Multiple DA methods have been developed over the past few years to increase the generalization capabilities of deep learning models and decrease the large amount of labeled data dependency during training (HassanPour Zonoozi & Seydi, 2023). These methods have been categorized in multiple different ways. According to HassanPour Zonoozi & Seydi (2023), DA methods can be divided into three categories: Supervised, semi-supervised and unsupervised methods. This study will focus on the latter. Unsupervised Domain Adaptation (UDA) methods have been categorized as Generative, Adversarial or Hybrid (Xu et al., 2022).

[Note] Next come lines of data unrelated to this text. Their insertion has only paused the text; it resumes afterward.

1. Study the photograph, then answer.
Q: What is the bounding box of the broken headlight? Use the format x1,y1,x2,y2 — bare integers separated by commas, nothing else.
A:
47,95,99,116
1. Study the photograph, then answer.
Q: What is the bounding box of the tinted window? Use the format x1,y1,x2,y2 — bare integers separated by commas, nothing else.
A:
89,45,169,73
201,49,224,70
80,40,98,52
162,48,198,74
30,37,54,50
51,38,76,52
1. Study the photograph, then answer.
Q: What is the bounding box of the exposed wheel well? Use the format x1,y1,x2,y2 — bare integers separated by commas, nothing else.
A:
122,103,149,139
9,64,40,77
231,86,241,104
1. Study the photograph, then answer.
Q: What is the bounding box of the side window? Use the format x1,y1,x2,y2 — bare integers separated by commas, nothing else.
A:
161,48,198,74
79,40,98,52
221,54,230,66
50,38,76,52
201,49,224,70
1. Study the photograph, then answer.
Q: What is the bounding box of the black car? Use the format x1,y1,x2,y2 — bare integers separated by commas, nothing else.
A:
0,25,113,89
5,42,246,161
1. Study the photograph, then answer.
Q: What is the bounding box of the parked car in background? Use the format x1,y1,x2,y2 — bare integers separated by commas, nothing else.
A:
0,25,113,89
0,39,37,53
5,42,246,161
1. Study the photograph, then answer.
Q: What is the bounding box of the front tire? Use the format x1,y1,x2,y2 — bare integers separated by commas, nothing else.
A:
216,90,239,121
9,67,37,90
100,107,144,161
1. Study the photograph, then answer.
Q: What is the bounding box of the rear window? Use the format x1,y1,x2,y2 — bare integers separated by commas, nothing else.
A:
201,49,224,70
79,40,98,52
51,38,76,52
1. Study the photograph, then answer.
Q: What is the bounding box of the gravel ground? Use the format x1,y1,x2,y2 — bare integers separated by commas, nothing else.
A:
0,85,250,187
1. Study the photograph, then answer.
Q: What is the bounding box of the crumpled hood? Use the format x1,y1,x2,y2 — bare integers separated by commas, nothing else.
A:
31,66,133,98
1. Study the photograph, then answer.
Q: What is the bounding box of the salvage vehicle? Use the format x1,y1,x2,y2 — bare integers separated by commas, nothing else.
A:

In this thesis, domain adaptation techniques were implemented to semantic segmentation models for cashew crop mapping in Africa to assess their potential for increasing the generalization capabilities of the models.

Research questions

  • What are the underlying factors contributing to the domain shift between source and target and how much does it affect the accuracy of a cashew crop mapping model trained only with source data and applied in the target domain?
  • To what extent do adversarial domain adaptation methods impact the accuracy and the generalization capability of semantic segmentation models used for cashew crop mapping?
  • How can a web application be designed to evaluate cashew crop mapping models in Africa and encourage user participation in generating annotated data?